De plus, les organisations mises en place dans de nombreux établissements (par ex. au niveau des emplois du temps ou de l’occupation des salles), sans concertation des personnels faute d’avoir eu le temps de le faire (nous avons déjà expliqué pourquoi), rajoutent aux difficultés et obligent les enseignants à changer dans l’urgence leurs pratiques, en général pour faire moins bien. De là vient la souffrance au travail : c’est encore dans le cœur même de leur métier que les professeurs et les autres personnels d’éducation, médico-sociaux, etc, voient leur quotidien se dégrader. Il n’est plus à prouver que ce n’est que par l’engagement de ses personnels que l’Éducation nationale arrive encore à remplir au mieux ses missions. Mais le bilan de ces premières semaines fait craindre que l’édifice ne se fragilise très vite.

Face à cette souffrance, le ministère préfère jeter de l’huile sur le feu. Comment s’étonner, dans cette ambiance bien peu sereine, de la colère de professeures découvrant par hasard de questions complémentaires, mais loin d’être anodines, ajoutées dans la plus grande discrétion à la fin des évaluations nationales imposées par le ministère ? S’il est tout à fait légitime de chercher à en savoir plus sur la façon dont les élèves ont vécu cette période si particulière du confinement, le mélange des genres est pour le moins problématique. À quoi pourront bien servir des résultats d’une enquête sur la perception par les élèves du travail des professeures, intégrés à un test visant à évaluer les connaissances des élèves ? Seront-ils utilisés pour relancer une campagne de profbashing, comme celle que le ministère a relayée sinon initiée au printemps dernier sur le thème des « profs décrocheurs » ? Nous ne pouvons que dénoncer la confusion entretenue par le Ministère sur la nature de ces tests. Nous rappelons aussi que pour nous les évaluations nationales standardisées ne sont en rien des réponses adaptées pour répondre au défi du retour en classe de tous et des difficultés scolaires qui vont apparaître à cette occasion. Ce qu’il faut, ce sont des moyens humains supplémentaires, donc des postes et les heures qui vont avec. Pas des tests accompagnés de volants d’HSE, même importants, qu’il sera bien difficile de donner à des enseignants, nous l’avons dit, déjà fatigués, et peut-être aussi parce qu’ils sont déjà souvent contraints de supporter deux heures supplémentaires « obligatoires ».

Port du masque : et si on réfléchissait ?

Pour finir, revenons sur le problème des masques. Devoir les porter 5 jours par semaine quasiment en permanence dans les établissements pose des problèmes pour les élèves comme pour les personnels.
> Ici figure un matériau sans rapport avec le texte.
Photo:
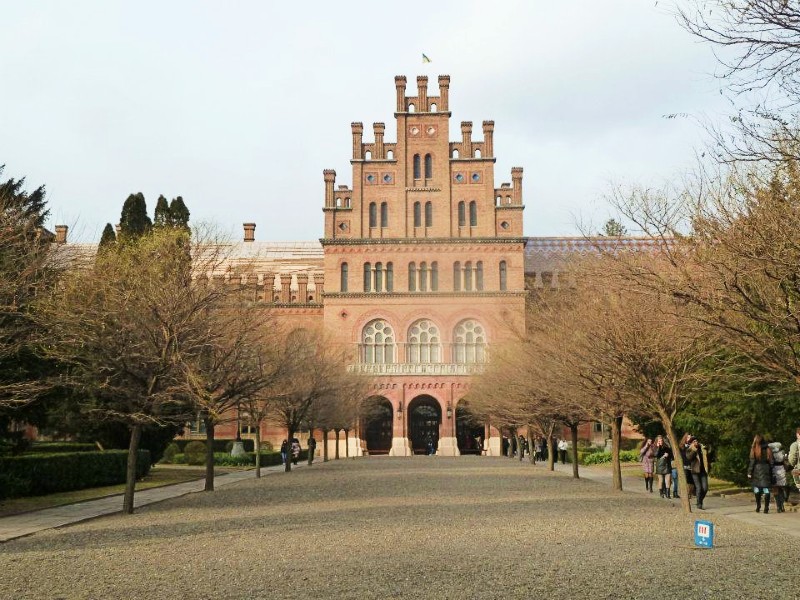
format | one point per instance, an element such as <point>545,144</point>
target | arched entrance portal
<point>377,425</point>
<point>469,432</point>
<point>424,419</point>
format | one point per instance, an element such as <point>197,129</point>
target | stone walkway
<point>741,509</point>
<point>16,526</point>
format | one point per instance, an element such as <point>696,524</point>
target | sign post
<point>704,534</point>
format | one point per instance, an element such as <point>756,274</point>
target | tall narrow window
<point>373,214</point>
<point>343,280</point>
<point>378,277</point>
<point>389,277</point>
<point>367,277</point>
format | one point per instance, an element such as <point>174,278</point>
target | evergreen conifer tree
<point>179,213</point>
<point>162,216</point>
<point>134,221</point>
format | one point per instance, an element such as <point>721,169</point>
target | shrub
<point>38,474</point>
<point>195,453</point>
<point>170,452</point>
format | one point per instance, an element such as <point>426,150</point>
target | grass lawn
<point>159,475</point>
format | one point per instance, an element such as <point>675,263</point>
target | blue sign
<point>703,534</point>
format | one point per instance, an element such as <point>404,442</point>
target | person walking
<point>284,451</point>
<point>697,458</point>
<point>646,458</point>
<point>778,475</point>
<point>563,446</point>
<point>663,459</point>
<point>759,471</point>
<point>312,448</point>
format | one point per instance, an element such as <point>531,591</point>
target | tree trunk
<point>616,438</point>
<point>258,450</point>
<point>210,424</point>
<point>666,422</point>
<point>288,466</point>
<point>573,433</point>
<point>130,473</point>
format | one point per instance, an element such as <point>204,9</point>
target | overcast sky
<point>239,106</point>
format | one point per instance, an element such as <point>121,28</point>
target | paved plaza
<point>424,527</point>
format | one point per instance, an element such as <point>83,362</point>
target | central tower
<point>424,268</point>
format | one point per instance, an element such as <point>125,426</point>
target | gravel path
<point>420,528</point>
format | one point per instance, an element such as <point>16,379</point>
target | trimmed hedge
<point>220,445</point>
<point>57,447</point>
<point>39,474</point>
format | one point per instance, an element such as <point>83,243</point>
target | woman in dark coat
<point>662,454</point>
<point>760,471</point>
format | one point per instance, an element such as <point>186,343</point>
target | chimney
<point>400,86</point>
<point>61,234</point>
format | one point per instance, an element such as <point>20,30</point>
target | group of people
<point>768,469</point>
<point>658,459</point>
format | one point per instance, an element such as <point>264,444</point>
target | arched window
<point>373,214</point>
<point>424,343</point>
<point>384,214</point>
<point>378,277</point>
<point>343,279</point>
<point>377,343</point>
<point>469,342</point>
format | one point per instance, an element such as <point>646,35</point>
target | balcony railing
<point>416,369</point>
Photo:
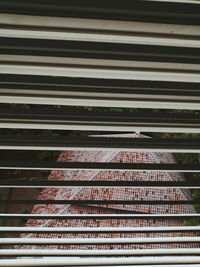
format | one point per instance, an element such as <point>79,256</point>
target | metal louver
<point>133,54</point>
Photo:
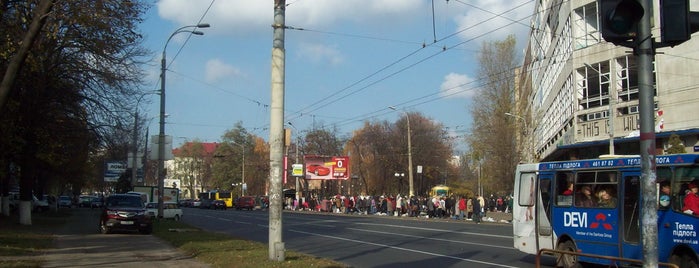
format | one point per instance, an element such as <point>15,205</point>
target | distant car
<point>124,212</point>
<point>96,202</point>
<point>245,202</point>
<point>318,170</point>
<point>185,202</point>
<point>65,201</point>
<point>170,210</point>
<point>205,203</point>
<point>218,204</point>
<point>85,201</point>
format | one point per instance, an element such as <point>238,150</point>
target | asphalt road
<point>79,244</point>
<point>377,241</point>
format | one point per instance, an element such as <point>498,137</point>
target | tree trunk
<point>16,61</point>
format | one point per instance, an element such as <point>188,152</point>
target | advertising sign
<point>326,167</point>
<point>113,170</point>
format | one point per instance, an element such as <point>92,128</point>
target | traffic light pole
<point>645,53</point>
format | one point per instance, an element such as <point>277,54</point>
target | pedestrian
<point>469,208</point>
<point>477,209</point>
<point>461,207</point>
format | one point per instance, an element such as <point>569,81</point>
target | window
<point>564,188</point>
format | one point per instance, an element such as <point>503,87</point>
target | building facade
<point>580,93</point>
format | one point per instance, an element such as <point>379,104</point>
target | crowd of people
<point>456,207</point>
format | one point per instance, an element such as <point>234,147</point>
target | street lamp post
<point>410,153</point>
<point>161,133</point>
<point>526,135</point>
<point>134,168</point>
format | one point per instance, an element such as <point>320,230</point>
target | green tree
<point>492,136</point>
<point>73,88</point>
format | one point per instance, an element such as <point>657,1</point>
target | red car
<point>318,170</point>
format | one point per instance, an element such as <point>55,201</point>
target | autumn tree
<point>675,145</point>
<point>380,149</point>
<point>492,139</point>
<point>241,152</point>
<point>73,88</point>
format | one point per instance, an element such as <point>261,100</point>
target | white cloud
<point>256,16</point>
<point>217,69</point>
<point>494,19</point>
<point>320,54</point>
<point>457,86</point>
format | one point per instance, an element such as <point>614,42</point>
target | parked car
<point>196,203</point>
<point>218,204</point>
<point>124,212</point>
<point>96,202</point>
<point>85,201</point>
<point>245,202</point>
<point>170,210</point>
<point>37,204</point>
<point>65,201</point>
<point>185,202</point>
<point>205,203</point>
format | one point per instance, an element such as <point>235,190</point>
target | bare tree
<point>493,139</point>
<point>82,68</point>
<point>380,149</point>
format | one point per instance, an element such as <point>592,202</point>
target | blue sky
<point>347,61</point>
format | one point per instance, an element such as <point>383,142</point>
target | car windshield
<point>125,201</point>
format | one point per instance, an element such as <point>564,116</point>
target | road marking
<point>430,238</point>
<point>432,229</point>
<point>405,249</point>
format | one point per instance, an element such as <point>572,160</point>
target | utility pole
<point>276,135</point>
<point>645,52</point>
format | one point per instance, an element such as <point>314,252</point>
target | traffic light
<point>677,23</point>
<point>619,20</point>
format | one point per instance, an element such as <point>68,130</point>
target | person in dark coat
<point>476,210</point>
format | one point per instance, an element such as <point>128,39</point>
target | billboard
<point>113,170</point>
<point>326,167</point>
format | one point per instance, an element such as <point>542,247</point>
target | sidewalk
<point>79,244</point>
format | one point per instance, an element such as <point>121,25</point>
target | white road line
<point>430,238</point>
<point>405,249</point>
<point>432,229</point>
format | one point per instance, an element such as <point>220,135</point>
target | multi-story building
<point>580,93</point>
<point>189,168</point>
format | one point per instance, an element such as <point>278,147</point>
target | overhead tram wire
<point>424,59</point>
<point>189,36</point>
<point>337,98</point>
<point>301,113</point>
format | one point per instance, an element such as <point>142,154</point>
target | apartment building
<point>580,93</point>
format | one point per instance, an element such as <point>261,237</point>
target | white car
<point>171,210</point>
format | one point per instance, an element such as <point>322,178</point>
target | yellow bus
<point>225,196</point>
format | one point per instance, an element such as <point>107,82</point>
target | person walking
<point>477,209</point>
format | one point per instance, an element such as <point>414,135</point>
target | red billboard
<point>326,167</point>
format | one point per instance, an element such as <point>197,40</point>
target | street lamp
<point>161,133</point>
<point>135,139</point>
<point>410,153</point>
<point>526,135</point>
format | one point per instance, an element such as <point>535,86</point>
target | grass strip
<point>220,250</point>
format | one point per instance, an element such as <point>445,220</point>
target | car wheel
<point>104,229</point>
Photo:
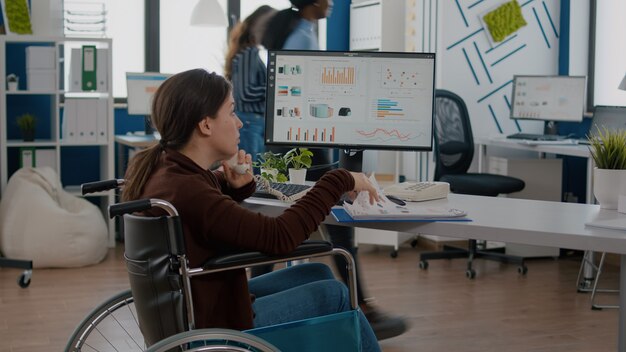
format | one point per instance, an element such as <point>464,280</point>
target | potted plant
<point>12,82</point>
<point>298,160</point>
<point>272,166</point>
<point>608,150</point>
<point>26,123</point>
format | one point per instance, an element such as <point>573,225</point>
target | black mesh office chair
<point>454,150</point>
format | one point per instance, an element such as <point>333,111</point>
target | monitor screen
<point>141,88</point>
<point>548,98</point>
<point>350,100</point>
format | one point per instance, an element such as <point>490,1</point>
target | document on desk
<point>385,210</point>
<point>559,142</point>
<point>613,224</point>
<point>441,214</point>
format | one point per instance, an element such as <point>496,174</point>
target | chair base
<point>450,252</point>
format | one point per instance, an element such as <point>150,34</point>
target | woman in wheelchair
<point>194,113</point>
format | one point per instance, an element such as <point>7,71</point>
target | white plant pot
<point>272,172</point>
<point>297,176</point>
<point>608,184</point>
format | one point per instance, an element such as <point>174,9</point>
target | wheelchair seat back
<point>151,249</point>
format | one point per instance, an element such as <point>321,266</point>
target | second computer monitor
<point>548,98</point>
<point>350,100</point>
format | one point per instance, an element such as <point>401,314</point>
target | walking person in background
<point>296,29</point>
<point>246,71</point>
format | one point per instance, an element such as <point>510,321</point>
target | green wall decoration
<point>504,20</point>
<point>18,16</point>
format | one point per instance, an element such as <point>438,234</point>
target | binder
<point>70,112</point>
<point>102,121</point>
<point>101,70</point>
<point>76,77</point>
<point>86,120</point>
<point>89,82</point>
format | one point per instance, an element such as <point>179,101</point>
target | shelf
<point>76,191</point>
<point>83,144</point>
<point>36,143</point>
<point>33,92</point>
<point>75,161</point>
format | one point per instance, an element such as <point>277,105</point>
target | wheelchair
<point>156,314</point>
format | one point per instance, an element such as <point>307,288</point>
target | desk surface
<point>502,219</point>
<point>579,150</point>
<point>137,140</point>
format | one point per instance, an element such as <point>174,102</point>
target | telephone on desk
<point>418,191</point>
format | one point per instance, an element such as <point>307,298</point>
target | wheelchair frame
<point>190,339</point>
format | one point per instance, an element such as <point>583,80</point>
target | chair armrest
<point>250,258</point>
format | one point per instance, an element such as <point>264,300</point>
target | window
<point>184,47</point>
<point>610,53</point>
<point>125,25</point>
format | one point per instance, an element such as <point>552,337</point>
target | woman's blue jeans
<point>252,133</point>
<point>301,292</point>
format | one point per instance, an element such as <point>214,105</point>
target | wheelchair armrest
<point>250,258</point>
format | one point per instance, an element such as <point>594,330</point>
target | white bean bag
<point>41,222</point>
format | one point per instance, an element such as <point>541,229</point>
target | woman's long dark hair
<point>241,37</point>
<point>279,28</point>
<point>180,103</point>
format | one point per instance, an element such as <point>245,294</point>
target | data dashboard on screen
<point>350,100</point>
<point>548,98</point>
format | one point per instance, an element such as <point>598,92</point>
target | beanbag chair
<point>41,222</point>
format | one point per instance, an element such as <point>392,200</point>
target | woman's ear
<point>205,126</point>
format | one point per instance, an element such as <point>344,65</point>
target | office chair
<point>454,150</point>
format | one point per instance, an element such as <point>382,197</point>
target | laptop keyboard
<point>536,137</point>
<point>288,189</point>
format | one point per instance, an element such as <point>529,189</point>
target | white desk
<point>512,220</point>
<point>578,150</point>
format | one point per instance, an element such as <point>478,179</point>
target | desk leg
<point>621,339</point>
<point>482,153</point>
<point>589,193</point>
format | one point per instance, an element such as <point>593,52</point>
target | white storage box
<point>41,80</point>
<point>40,57</point>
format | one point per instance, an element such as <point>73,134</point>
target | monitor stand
<point>551,128</point>
<point>351,160</point>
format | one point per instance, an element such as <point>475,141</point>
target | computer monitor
<point>548,98</point>
<point>350,100</point>
<point>141,87</point>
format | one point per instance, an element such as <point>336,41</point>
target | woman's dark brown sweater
<point>214,223</point>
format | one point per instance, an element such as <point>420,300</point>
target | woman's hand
<point>235,179</point>
<point>362,183</point>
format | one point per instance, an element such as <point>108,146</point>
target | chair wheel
<point>470,274</point>
<point>24,279</point>
<point>522,269</point>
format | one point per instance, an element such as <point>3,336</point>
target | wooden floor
<point>498,311</point>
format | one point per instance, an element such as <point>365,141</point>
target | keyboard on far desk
<point>536,137</point>
<point>288,189</point>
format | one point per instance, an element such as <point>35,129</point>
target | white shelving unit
<point>49,104</point>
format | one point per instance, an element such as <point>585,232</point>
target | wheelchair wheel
<point>213,340</point>
<point>112,326</point>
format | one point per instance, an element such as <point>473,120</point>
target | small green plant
<point>268,162</point>
<point>608,148</point>
<point>299,158</point>
<point>26,123</point>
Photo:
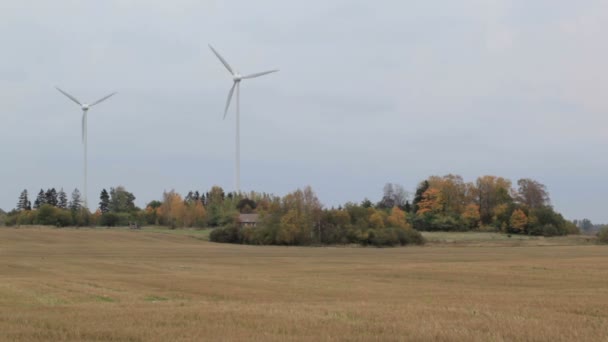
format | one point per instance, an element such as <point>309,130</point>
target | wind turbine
<point>237,78</point>
<point>85,109</point>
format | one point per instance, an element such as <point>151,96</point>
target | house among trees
<point>248,220</point>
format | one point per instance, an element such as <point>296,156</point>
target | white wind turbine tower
<point>85,109</point>
<point>237,78</point>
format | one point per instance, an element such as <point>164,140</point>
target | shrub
<point>229,234</point>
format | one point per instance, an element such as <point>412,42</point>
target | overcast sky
<point>369,92</point>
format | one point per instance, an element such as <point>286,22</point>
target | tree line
<point>439,203</point>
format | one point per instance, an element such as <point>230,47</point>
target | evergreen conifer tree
<point>40,200</point>
<point>62,199</point>
<point>76,202</point>
<point>104,201</point>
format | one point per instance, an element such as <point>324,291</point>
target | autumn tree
<point>471,215</point>
<point>532,193</point>
<point>453,192</point>
<point>490,192</point>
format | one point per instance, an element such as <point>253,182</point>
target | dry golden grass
<point>117,285</point>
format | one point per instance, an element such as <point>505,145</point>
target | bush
<point>547,230</point>
<point>117,219</point>
<point>602,236</point>
<point>432,223</point>
<point>229,234</point>
<point>390,237</point>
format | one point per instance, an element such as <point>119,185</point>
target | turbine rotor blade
<point>229,99</point>
<point>83,128</point>
<point>222,59</point>
<point>102,99</point>
<point>259,74</point>
<point>69,96</point>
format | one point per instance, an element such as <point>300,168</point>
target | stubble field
<point>120,285</point>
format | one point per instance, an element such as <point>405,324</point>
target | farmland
<point>161,285</point>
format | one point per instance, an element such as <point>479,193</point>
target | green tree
<point>24,203</point>
<point>420,190</point>
<point>104,201</point>
<point>121,201</point>
<point>532,193</point>
<point>40,199</point>
<point>518,221</point>
<point>76,202</point>
<point>62,200</point>
<point>51,197</point>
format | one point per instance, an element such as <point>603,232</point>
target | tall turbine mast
<point>85,110</point>
<point>237,78</point>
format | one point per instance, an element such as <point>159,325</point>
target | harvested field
<point>121,285</point>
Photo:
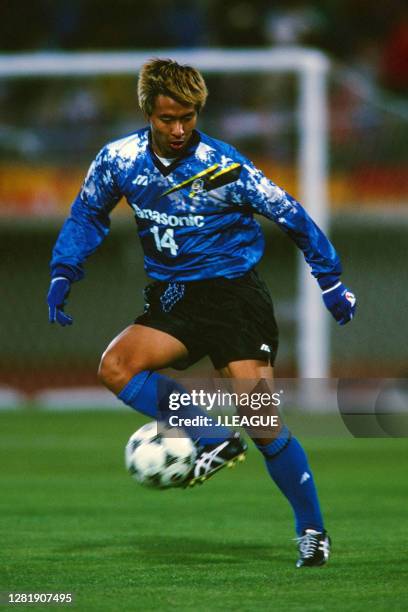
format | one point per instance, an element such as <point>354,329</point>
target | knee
<point>115,369</point>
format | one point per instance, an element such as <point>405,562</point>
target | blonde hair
<point>165,77</point>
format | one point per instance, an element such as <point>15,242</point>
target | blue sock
<point>149,392</point>
<point>287,465</point>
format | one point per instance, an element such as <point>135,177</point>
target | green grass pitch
<point>72,520</point>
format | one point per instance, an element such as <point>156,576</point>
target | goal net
<point>58,109</point>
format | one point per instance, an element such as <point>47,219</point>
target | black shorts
<point>226,319</point>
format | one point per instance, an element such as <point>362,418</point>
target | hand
<point>57,298</point>
<point>341,302</point>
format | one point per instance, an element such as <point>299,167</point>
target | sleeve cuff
<point>327,281</point>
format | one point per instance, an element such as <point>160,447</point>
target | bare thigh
<point>135,349</point>
<point>250,376</point>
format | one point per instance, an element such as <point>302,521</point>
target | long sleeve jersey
<point>195,217</point>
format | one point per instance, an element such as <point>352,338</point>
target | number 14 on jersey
<point>165,241</point>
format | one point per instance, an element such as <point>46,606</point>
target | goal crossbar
<point>311,67</point>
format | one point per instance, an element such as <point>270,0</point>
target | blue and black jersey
<point>195,217</point>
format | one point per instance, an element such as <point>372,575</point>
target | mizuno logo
<point>305,477</point>
<point>141,179</point>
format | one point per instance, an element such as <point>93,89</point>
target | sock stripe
<point>274,448</point>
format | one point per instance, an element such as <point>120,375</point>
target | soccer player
<point>194,200</point>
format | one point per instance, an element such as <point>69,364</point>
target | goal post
<point>311,69</point>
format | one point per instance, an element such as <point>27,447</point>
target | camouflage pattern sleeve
<point>89,222</point>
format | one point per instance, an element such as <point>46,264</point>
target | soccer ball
<point>159,457</point>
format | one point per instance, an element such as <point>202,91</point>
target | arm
<point>274,203</point>
<point>82,233</point>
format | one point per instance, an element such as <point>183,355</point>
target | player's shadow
<point>178,549</point>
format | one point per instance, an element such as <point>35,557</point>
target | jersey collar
<point>165,170</point>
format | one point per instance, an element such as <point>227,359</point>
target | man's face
<point>172,125</point>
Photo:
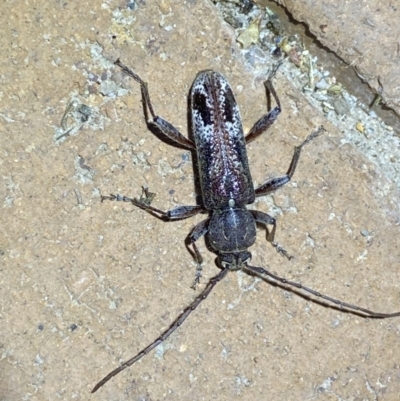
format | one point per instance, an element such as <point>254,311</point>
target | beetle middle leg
<point>268,119</point>
<point>274,183</point>
<point>266,219</point>
<point>155,122</point>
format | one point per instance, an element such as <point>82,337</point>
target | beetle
<point>226,189</point>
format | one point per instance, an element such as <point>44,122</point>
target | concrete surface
<point>372,48</point>
<point>85,285</point>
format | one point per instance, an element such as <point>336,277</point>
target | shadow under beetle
<point>226,189</point>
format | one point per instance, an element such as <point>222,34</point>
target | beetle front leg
<point>144,202</point>
<point>266,219</point>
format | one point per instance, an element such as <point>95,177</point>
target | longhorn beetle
<point>226,189</point>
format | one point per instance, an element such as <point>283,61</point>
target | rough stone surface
<point>365,34</point>
<point>84,285</point>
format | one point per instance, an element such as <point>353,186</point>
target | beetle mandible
<point>226,189</point>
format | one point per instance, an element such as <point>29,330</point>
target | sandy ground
<point>86,285</point>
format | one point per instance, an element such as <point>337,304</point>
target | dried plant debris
<point>358,122</point>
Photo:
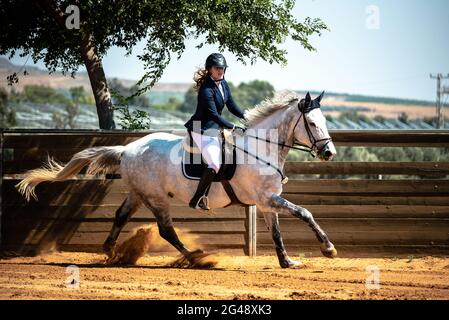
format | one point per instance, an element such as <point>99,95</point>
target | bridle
<point>313,149</point>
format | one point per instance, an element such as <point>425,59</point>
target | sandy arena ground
<point>234,277</point>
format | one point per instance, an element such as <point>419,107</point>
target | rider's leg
<point>211,151</point>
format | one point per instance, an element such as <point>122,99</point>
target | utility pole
<point>441,91</point>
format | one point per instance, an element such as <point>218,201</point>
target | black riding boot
<point>199,200</point>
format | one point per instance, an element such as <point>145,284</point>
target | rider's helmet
<point>216,60</point>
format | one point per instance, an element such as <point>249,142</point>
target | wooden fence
<point>362,217</point>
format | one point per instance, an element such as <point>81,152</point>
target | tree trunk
<point>98,83</point>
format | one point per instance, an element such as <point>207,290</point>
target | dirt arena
<point>234,277</point>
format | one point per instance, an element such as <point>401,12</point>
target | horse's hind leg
<point>122,216</point>
<point>272,223</point>
<point>160,210</point>
<point>280,205</point>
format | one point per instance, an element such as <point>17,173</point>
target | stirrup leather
<point>203,200</point>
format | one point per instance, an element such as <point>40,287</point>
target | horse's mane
<point>281,100</point>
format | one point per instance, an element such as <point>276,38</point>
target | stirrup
<point>203,203</point>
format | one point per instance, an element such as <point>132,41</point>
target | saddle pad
<point>193,166</point>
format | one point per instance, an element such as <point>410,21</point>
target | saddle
<point>193,164</point>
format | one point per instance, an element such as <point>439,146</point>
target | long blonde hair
<point>199,77</point>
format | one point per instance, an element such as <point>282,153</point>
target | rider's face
<point>217,72</point>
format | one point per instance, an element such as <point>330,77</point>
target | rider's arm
<point>208,95</point>
<point>232,106</point>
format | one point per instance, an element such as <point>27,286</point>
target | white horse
<point>148,168</point>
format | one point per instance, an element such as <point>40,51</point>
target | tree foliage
<point>250,29</point>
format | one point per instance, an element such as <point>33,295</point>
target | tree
<point>119,88</point>
<point>7,115</point>
<point>249,29</point>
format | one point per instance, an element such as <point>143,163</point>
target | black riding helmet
<point>216,60</point>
Une réflexion doit pouvoir être menée au sein des établissements pour aboutir à des propositions d’aménagement de temps et d’espaces dans lesquels il sera possible d’ôter son masque en toute sécurité et sans avoir à transgresser la règle. Il s’agirait aussi de rechercher le maximum de cohérence, pour obtenir l’adhésion de toutes, à une règle très contraignante car comment expliquer aux adultes comme aux élèves qui s’entassent le plus souvent sans distanciation au self, qu’ils doivent impérativement conserver leur masque à l’extérieur, même lorsqu’ils sont à distance les uns des autres ? Cette réflexion doit aussi amener au constat qu’une part non négligeable des élèves ont des masques inadaptés (trop grands, trop petits…) voire portent manifestement le même chaque jour depuis la rentrée. Si le masque constitue l’alpha et l’oméga de la politique sanitaire à l’école, à défaut d’une politique plus ambitieuse, alors le ministère doit fournir des masques chirurgicaux aux personnels et aux élèves. C’est la responsabilité de l’État de fournir les moyens humains et matériels qui permettront de surmonter la crise.

DL CTSD 20200924
Déclaration liminaire SNES-FSU Ardèche.